John McCall
June 1877 — 16 August 1939
John McCall (10‑76‑23)
Born in 1878 in Sydney he worked as a labourer before enlisting at the age of 37 in Sydney. He embarked in October 1915 and a few years of fighting in France and Egypt and periods of illness, he was wounded in action with a gun shot wound to the right knee.
Since he returned in 1919 he had travelled Queensland extensively and ended up in Rockhampton. He then was admitted to Dunwich from February to March in 1939. Then a month before he died he came down from Rockhampton to Wynnum in August 1939 and lived at the presbytery. No relatives in Australia but sister in England. Sadly, John was hit and killed by a train one night at Wynnum. The headline in one of the newspapers said,
‘Train victim was war pensioner. McCall served with the 15th battalion AIF on Gallipoli and in France’.
A large newspaper article spoke about the dangers of that crossing but the driver said his train has 3 lights and it was said there is an electric light at the crossing. The article then said, 'the inquest was closed'.
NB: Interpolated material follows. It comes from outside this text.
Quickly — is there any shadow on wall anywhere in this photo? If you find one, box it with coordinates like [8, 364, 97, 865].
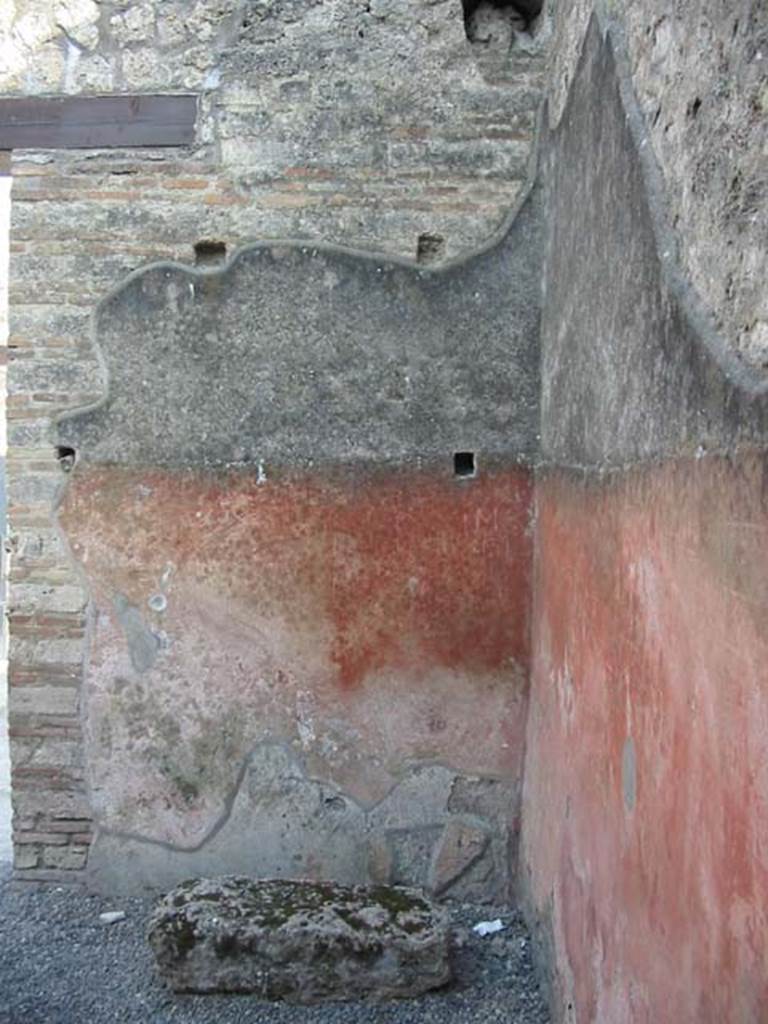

You might think that’s the end of the story, until you read his medical file. John's lungs were found to be very congested and eodematous with universal pleural adhesions in both lungs plus laceration at based of left lung. So, it appears he was struggling with lung disease.
J. McCall, one of the soldiers photographed in The Queenslander Pictorial, supplement to The Queenslander, 1915 - State Library of Queensland.